La Banque nationale suisse (BNS) a publié son rapport pour l’exercice 2024 et les cantons se frottent les mains: en 2024, la BNS a enregistré un bénéfice de 80,7 milliards de francs. Elle pourra ainsi combler le trou laissé par les pertes de la mauvaise année boursière 2022. Une partie du reste pourra même être distribué à la Confédération et aux cantons, une nouvelle réjouissante. Pour autant, les bénéfices de la Banque nationale ne sont pas gravés dans le marbre. Ce qui n’empêche pas de nombreux cantons de budgéter année après année des distributions de bénéfices. Une pression dangereuse pour la banque centrale. Pour garantir la stabilité des prix, la BNS doit pouvoir prendre des décisions sur l’ensemble de son bilan de manière autonome. Sa mission n’est pas de réaliser des bénéfices, mais d’assurer la stabilité des prix en Suisse.
Une chance en or
Pas moins de seize cantons tablent sur des distributions de bénéfices de la part de la BNS pour 2025, et certains même jusqu’en 2028. Ils prévoient ces distributions dans leurs budgets ou plans financiers. Pourtant, les bénéfices de la Banque nationale ne sont pas garantis. Un déficit du côté de la BNS pourrait creuser un trou dans les comptes des cantons. En 2024, il s’en est fallu de peu: si le prix de l’or avait évolué normalement et ne s’était pas envolé, il n’y aurait pas de bénéfices à distribuer1. Les cantons concernés se seraient alors vus contraints d’expliquer à leurs contribuables que leurs déficits devaient être compensés d’une autre manière. En fonction de leur gestion du budget, les cantons exercent une pression sur les distributions de la BNS.
Lucerne en bonne voie
Le canton de Lucerne illustre ce que pourrait être une gestion raisonnable des bénéfices de la BNS. Il y a dix ans, les finances cantonales avaient été mises à mal par des recettes plus basses que prévu issues des redistributions. Le canton a désormais décidé de réduire sa dépendance et de planifier les recettes provenant des bénéfices de la BNS avec prudence. Si le montant distribué est tout de même plus élevé, il est toujours possible de constituer des réserves, de réduire les dettes et de maintenir les impôts à un niveau bas. Cet objectif n’a pas été atteint en 2022; les recettes planifiées étaient encore trop élevées. Mais dans le plan financier actuel, les estimations s’avèrent correctes et aucune distribution de la BNS n’est budgétée entre 2025 et 2028.

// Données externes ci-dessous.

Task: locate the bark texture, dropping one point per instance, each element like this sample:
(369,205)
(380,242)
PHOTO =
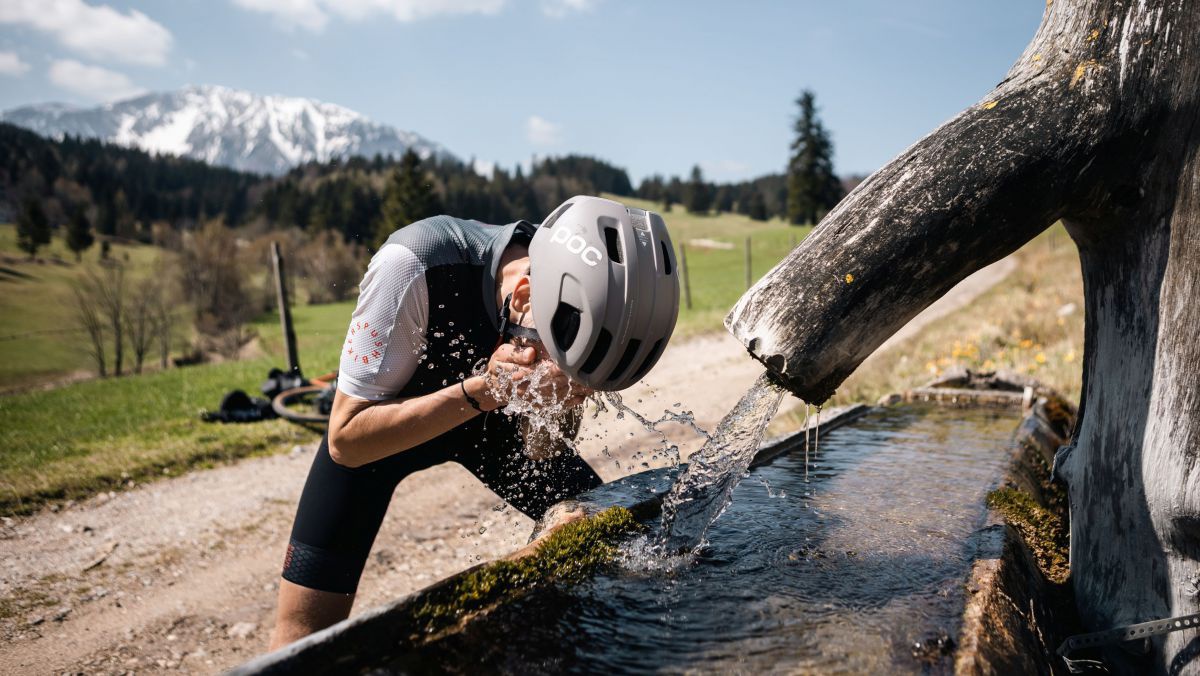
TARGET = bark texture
(1096,124)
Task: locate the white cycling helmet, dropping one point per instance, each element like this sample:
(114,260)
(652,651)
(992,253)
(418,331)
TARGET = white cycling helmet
(605,291)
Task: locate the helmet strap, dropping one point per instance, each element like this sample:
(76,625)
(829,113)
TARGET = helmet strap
(510,329)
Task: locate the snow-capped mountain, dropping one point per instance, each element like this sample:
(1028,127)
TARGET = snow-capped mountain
(228,127)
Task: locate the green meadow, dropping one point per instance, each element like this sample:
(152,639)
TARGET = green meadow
(101,434)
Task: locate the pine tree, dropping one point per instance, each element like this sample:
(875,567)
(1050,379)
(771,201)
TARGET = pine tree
(408,197)
(79,237)
(757,207)
(699,198)
(813,189)
(33,228)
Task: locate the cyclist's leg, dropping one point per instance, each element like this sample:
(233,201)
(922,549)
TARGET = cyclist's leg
(337,519)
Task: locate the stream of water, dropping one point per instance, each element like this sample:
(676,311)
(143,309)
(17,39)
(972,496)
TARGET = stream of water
(863,575)
(705,489)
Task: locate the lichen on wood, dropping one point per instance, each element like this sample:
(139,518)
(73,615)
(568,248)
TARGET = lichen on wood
(568,555)
(1043,531)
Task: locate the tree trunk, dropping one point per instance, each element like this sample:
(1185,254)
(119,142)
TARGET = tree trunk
(1098,125)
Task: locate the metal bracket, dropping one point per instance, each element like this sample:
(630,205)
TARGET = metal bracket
(1120,635)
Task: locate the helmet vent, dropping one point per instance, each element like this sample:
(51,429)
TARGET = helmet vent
(612,240)
(555,216)
(565,325)
(649,360)
(625,359)
(604,341)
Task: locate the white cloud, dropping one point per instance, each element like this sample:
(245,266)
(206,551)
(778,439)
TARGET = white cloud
(99,31)
(559,9)
(313,15)
(541,131)
(12,65)
(93,82)
(725,168)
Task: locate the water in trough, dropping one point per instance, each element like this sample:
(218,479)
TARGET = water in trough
(853,562)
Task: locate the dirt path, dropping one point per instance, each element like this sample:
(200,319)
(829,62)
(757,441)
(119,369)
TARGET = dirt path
(181,574)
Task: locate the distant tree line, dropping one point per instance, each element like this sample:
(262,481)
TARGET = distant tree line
(120,191)
(87,186)
(803,195)
(366,199)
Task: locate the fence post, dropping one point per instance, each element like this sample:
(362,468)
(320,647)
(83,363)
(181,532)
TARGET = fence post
(281,295)
(749,275)
(683,270)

Le bilan de la BNS est un instrument de politique monétaire
La pression constante exercée sur la BNS est dangereuse. La politique monétaire entre ainsi dans le débat politique, alors qu’elle n’y a pas sa place. Notre dossierpolitique actuel montre les idées foisonnantes de nombreux partis sur tout ce que la BNS pourrait financer avec son bilan. Ces idées vont d’un fonds environnemental au financement de l’AVS, en passant par la réduction de la dette. On rêve de distributions de bénéfices même lorsque la Banque nationale enregistre des pertes. Or le bilan d’une banque centrale n’est pas un jouet politique, mais un instrument économique. Il doit pouvoir être utilisé à tout moment pour accomplir la mission de politique monétaire de la banque centrale. Si le politique ou les cantons s’en mêlent, le franc ne pourra pas être maintenu stable. Les conséquences seraient fatales pour la Suisse. C’est pourquoi les cantons et les politiques devraient laisser les bénéfices de la BNS à l’écart de leurs budgets et de leurs rêves. La stabilité de la Suisse est un bien trop précieux pour que l’on spécule dessus.